Long-term care includes a variety of services that may be both medically and/or non-medically necessary for people with a chronic illness or disability. Health and personal needs are met through long-term care. Generally speaking, long-term care provides people assistance with activities of daily living, such as bathing, dressing, eating, toileting or transferring. People of all ages may need long-term care.
People pay for long-term care in a variety of ways. These include: using the personal resources of individuals or their families, long-term care insurance, and some assistance from Medicaid for those who qualify. Medicare, Medicare supplement insurance, and the health insurance you may have at work usually will not pay for long-term care.
Individual Personal Resources
Individuals and their families generally pay for part or all of the costs of long-term care from their own funds. Many use savings and investments. Some people sell assets, such as their homes, to pay for their long-term care needs.

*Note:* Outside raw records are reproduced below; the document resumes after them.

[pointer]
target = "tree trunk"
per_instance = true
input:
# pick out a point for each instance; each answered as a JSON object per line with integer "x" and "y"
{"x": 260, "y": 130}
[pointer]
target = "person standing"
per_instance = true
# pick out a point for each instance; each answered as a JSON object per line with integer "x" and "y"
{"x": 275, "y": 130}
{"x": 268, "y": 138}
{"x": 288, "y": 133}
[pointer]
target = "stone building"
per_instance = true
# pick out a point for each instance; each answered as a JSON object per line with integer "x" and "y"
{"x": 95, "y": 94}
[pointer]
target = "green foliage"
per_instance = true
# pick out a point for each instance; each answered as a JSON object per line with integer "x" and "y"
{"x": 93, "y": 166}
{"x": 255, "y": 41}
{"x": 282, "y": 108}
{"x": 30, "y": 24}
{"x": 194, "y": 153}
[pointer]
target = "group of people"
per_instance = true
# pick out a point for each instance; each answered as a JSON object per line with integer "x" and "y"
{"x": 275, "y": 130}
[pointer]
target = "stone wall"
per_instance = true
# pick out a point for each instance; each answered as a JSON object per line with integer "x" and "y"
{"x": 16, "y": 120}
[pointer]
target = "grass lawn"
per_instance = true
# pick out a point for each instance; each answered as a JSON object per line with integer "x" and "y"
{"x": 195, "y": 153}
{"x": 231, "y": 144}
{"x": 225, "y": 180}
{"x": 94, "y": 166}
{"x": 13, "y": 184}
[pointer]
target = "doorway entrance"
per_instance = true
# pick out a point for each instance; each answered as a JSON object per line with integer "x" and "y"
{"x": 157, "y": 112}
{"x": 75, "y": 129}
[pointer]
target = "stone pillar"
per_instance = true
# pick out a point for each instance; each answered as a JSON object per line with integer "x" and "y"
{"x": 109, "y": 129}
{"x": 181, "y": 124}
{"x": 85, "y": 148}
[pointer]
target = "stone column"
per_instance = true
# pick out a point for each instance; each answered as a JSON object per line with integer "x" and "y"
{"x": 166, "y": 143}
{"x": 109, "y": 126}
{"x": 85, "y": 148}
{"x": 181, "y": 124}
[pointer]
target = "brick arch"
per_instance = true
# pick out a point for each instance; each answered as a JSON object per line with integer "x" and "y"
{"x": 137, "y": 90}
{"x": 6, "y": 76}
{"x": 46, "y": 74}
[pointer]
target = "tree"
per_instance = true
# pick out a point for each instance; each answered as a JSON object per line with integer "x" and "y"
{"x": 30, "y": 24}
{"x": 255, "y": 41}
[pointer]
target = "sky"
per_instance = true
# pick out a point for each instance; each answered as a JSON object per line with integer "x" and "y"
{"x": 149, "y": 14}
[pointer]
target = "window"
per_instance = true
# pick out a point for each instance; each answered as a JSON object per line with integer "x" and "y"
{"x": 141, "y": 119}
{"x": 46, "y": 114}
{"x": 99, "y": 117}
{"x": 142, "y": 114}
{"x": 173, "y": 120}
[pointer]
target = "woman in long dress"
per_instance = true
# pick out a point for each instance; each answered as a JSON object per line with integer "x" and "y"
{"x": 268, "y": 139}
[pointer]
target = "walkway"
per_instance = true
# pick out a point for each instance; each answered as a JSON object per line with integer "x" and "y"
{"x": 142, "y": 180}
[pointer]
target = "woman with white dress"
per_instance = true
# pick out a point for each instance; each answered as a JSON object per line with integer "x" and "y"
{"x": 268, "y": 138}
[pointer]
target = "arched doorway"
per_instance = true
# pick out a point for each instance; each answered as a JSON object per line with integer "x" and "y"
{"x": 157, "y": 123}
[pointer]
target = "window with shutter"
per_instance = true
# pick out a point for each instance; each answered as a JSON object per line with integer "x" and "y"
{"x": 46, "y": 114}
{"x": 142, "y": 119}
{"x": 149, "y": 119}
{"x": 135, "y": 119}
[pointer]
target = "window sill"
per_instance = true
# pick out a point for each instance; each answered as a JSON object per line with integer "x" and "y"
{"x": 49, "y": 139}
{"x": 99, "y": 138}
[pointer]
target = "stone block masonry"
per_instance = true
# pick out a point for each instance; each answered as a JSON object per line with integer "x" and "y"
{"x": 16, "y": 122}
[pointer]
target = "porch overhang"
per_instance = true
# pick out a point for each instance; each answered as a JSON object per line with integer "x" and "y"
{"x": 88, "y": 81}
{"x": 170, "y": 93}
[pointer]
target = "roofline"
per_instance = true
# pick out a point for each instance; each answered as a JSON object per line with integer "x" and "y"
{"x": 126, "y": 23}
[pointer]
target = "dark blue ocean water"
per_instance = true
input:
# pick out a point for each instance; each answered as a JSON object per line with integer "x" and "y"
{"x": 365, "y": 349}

Medicare’s skilled nursing facility (SNF) benefit does not cover most nursing home care. Medicare will pay the cost of some skilled care in an approved nursing home or in your home, but only in specific situations. The SNF benefit only covers you if a medical professional says you need daily skilled care after you have been in the hospital for at least three days and you are receiving that care in a nursing home that is a Medicare-certified skilled nursing facility. While Medicare may cover up to 100 days of skilled nursing home care per benefit period when these conditions are met, after 20 days beneficiaries must pay a coinsurance fee. In 2008, that coinsurance was $128 per day. While Medicare may pay for nursing home care sometimes, it doesn’t cover the costs of care in assisted living facilities. While many people would like to receive care in their own homes, Medicare does not cover homemaker services. In addition, Medicare doesn’t pay for home health aides to give personal care unless you are homebound and are also getting skilled care, such as nursing or therapy. The personal care must also relate to the treatment of an illness or injury, and you can only get a limited amount of care in any week. You should not rely on Medicare to pay for your long-term care needs.
Long-Term Care Insurance
Long-term care insurance is one other way you may pay for long-term care. This type of insurance will pay or reimburse you for some or all of your long-term care. It was introduced in the 1980s as nursing home insurance but has changed a lot and now covers much more than nursing home care. The rest of this Shopper’s Guide will give you information on long-term care insurance.
A Partnership Qualified Policy is a type of policy that allows you to protect (keep) some of your assets if you apply for Medicaid after using your policies benefits.
Illinois Long-Term Care Partnership Program (Public Act 095-0200) was passed in August 2007 a public-private partnership between states and private insurance companies. It is the intent of this program to reduce future Medicaid costs for long-term care by delaying or eliminating dependence on Medicaid by providing incentives for individuals to insure against the cost of providing for their long-term care needs.